The major problem seems to be the vagueness of Ohio’s compulsory attendance law. There are approximately 615 superintendents in Ohio and each superintendent establishes his own personal requirements with which homeschoolers in his district must comply. This discretionary power of the superintendent tends to be exercised arbitrarily by the superintendent, often to the detriment of homeschoolers’ constitutional rights. For example, some superintendents only recognize parents as qualified to teach their children if they are certified by the state. Other superintendents are satisfied if the parents have bachelor’s degrees or possibly only a high school diploma.
On November 19, 1985, Mike Farris, HSLDA President, argued Ohio v. Schmidt (No. 85-C-28, Seventh Appellate District Court of Appeals for Columbiana County, Ohio), before the Ohio Appellate Court. He attacked the Ohio compulsory attendance statute as being “unconstitutionally void for vagueness” and defended the Schmidts’ First Amendment rights to freely exercise their religious beliefs which were being violated by the law. The Schmidts do not believe the state has the right to approve their homeschool, so they had not sought the superintendent’s approval. This case is interesting because the prosecution was almost a month late in filing their appellate brief and transcript of the lower trial court was destroyed. Mike Farris feels this case has the potential of clarifying the Ohio compulsory attendance law and thereby helping homeschoolers throughout the state. The appellate court’s decision will be handed down in January.

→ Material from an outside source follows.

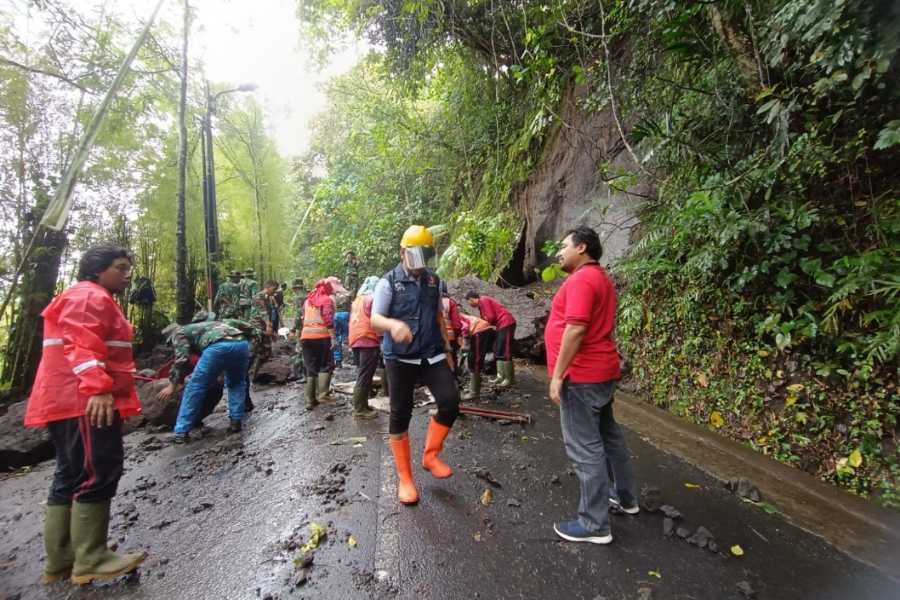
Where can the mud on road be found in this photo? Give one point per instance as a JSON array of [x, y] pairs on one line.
[[228, 516]]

Two other HSLDA members, the Cline and Svoboda families, were denied their right to homeschool their children by their superintendents. In the case of the Svoboda family, both parents even have college degrees. HSLDA appealed both cases to the local juvenile judge within the statutory 10-day limit and secured attorneys Robert Melnick of Youngstown and Steve Lieby of Cuyahoga Falls to serve as local counsels. The Svoboda case was dismissed on a technicality and Steve Lieby has filed an appeal. The Cline case has been sent back to the superintendent for a full hearing on December 20. In both cases, HSLDA is challenging the arbitrary decisions of the superintendents, the vagueness of the statute, and the violation of the families’ First Amendment rights. A favorable decision in the Schmidt case could change the negative atmosphere toward homeschooling in Ohio.